Люся повернула голову в его сторону.

- И все-таки вам должно быть стыдно, - продолжал Алексей уже мягче. - Что вы раскисли так, вы, комсомолка?

- Какая уж я комсомолка?

- Да, комсомолка! Что вы залезли в себя, как улитка в раковину? Что вы носитесь со своей бедой, словно вас одну только и обидела война? Кого вы обвиняете в том, что произошло? Народ? Нашу армию? Партию? Они спасли от фашизма не только Европу, весь мир спасли. И сделать это было дьявольски трудно, поверьте. Но мы справились. И не нам копаться в личных обидах и ныть. Надо страну из развалин подымать. Работать надо.

- А я и работаю.

- Этого мало. Учиться надо. Вы сколько классов окончили?

- Перед войной в девятый перешла.

Алексей помолчал.

- В Красном Кресте курсы медицинских сестер открылись. Вот и поступайте, - сказал вдруг. - Полтора года поучитесь - и сестра…

- Мне, мне на курсы сестер? Да кто меня примет?

- Примут, - сказал Корепанов. Он вырвал из блокнота лист бумаги, положил перед, ней. - Пишите заявление.

Люся нерешительно посмотрела на него, придвинула табурет поближе к столу и стала писать. Она писала сначала быстро, потом все медленней, нерешительней.

- Нет! - остановилась. - Какая уж из меня студентка? - И, прежде чем Алексей успел что-нибудь сказать, скомкала заявление, сунула его в карман халата и быстрыми шагами вышла, почти выбежала из кабинета.

"Если бы тут была Аня, - подумал Корепанов. - Она смогла бы уговорить эту девушку. Она всегда умела уговаривать больных даже на самую тяжелую операцию. А я вот не могу… Но я завтра опять буду говорить с нею и послезавтра. Не отстану, пока своего не добьюсь".

Спустя несколько дней Люся все же подала заявление в школу сестер.
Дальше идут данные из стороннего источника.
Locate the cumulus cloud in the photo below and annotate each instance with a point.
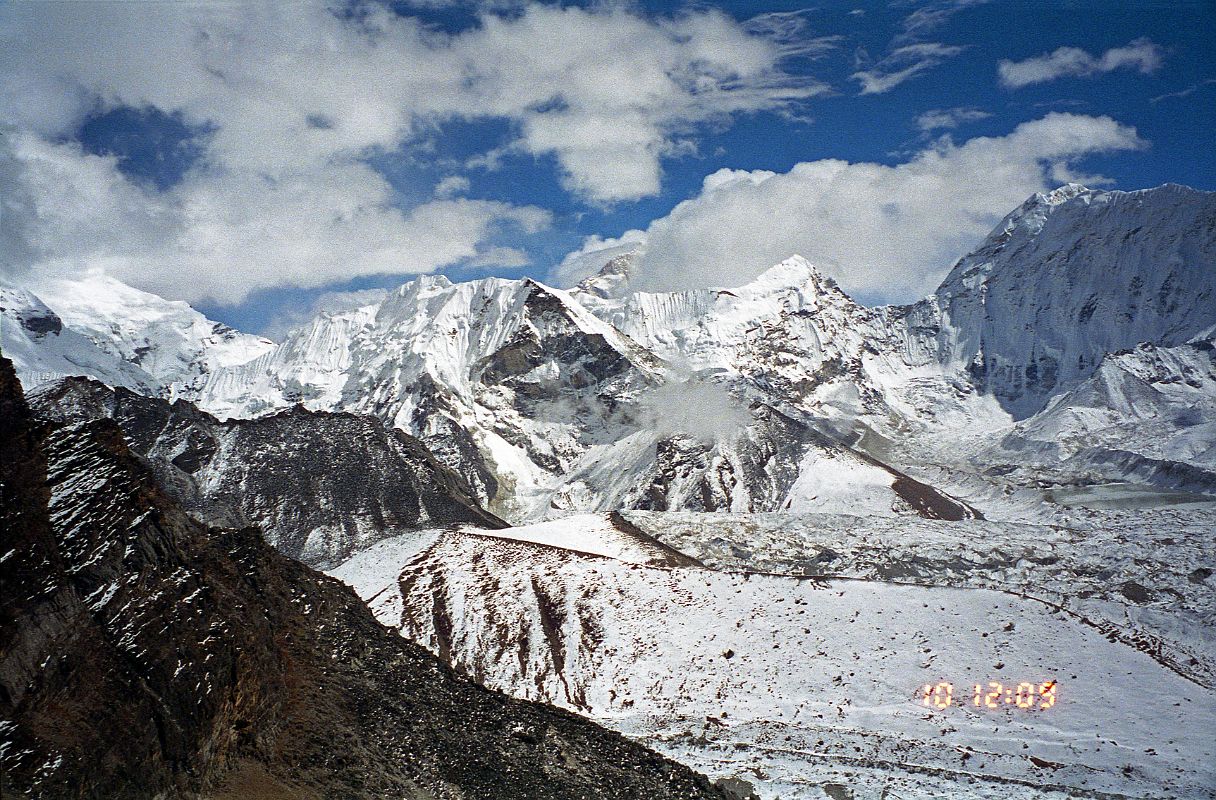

Алексей приложил к заявлению ходатайство больницы и в тот же день пошел в обком Красного Креста.

Председатель областного комитета Красного Креста Мария Васильевна Четалбаш или, как ее называли в городе, мамаша Четалбаш, пожилая, лет под шестьдесят женщина, встретила Алексея суховато, протянула руку и бросила коротко:

- Садись.

Она всем говорила "ты". Даже первому секретарю обкома Гордиенко, хотя была не на много старше его.
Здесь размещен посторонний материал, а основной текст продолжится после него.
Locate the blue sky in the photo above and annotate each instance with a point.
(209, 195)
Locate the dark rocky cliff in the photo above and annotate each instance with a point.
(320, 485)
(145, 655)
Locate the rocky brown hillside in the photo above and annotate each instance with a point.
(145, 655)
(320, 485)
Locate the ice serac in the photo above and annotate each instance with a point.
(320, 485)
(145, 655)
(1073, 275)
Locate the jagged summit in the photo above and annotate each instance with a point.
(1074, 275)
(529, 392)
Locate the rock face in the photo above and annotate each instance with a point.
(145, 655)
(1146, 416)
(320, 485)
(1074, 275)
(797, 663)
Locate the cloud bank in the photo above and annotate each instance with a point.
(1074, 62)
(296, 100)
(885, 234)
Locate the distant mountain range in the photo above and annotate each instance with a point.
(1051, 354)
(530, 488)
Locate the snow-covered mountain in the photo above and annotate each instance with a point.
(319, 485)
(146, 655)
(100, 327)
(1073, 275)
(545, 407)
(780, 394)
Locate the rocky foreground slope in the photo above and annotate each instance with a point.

Алексей положил перед ней заявление Стояновой. Он чувствовал себя неуверенно: неделю назад Четалбаш попросила его взять курс лекций по анатомии и физиологии, но Алексей отказался. "Она, пожалуй, не простит мне этого", - думал Корепанов, глядя, как хмурится Четалбаш. Она прочла заявление, потом ходатайство больницы, анкету, отложила бумаги в сторону.

- Ты же знаешь: курсы укомплектованы и занятия идут.

- Я помогу ей, прослежу, чтобы она нагнала, - как-то неуверенно сказал Корепанов.

Четалбаш строго посмотрела на него.

- Ей помогать у тебя время есть…

- Хорошо. Я буду читать. Только в одной группе.

- В двух, - сказала Четалбаш.

Алексей вынужден был согласиться.

- Скажи этой Стояновой, пусть придет ко мне. Поговорю с ней. - И, отвечая на вопросительный взгляд Корепанова, вдруг закричала сердито: - Надо мне с ней побеседовать или не надо?

- Да, - сказал Алексей.

- Ты мне будешь теперь во всем поддакивать, - нахмурилась Четалбаш и, подтянув к себе заявление, спросила: - Ты чего за нее ратуешь?

Алексей рассказал все. Четалбаш слушала внимательно, и лицо ее менялось. Напускная суровость уступила место выражению теплоты и материнской участливости.

"Вот за это выражение лица, наверно, и прозвали ее мамашей, - подумал Алексей. - И впрямь мамаша".

5

Под окном корепановской квартиры росло большое старое дерево. Война изувечила его. Сейчас, когда оно стояло голое, особенно резко бросались в глаза осколки снаряда - большие и маленькие, впившиеся в ствол и в крупные ветви. Одну из таких ветвей - самую большую - снесло начисто. На ее месте уже пошли расти молодые ветки, и сейчас множество их - тонких и гибких - зябко трепетало на ветру.

"Весной оно все покроется зеленью и рубцов не станет видно, - думал Корепанов. - А вот дома надо восстанавливать. И тут ничего не поделаешь".

Алексею не терпелось приступить к восстановлению главного корпуса. У него уже было все для начала, только стекла не было. И надежды получить его в ближайшее время тоже не было. Впрочем, несколько ящиков стекла он достал…

…Реку уже затянуло льдом, когда в порт прибыла баржа с трофейным имуществом. Малюгин позвонил и сказал, что там есть медицинское оборудование и что Корепанову надо немедленно пойти туда, отобрать все необходимое, составить список и принести в здравотдел для оформления ордера.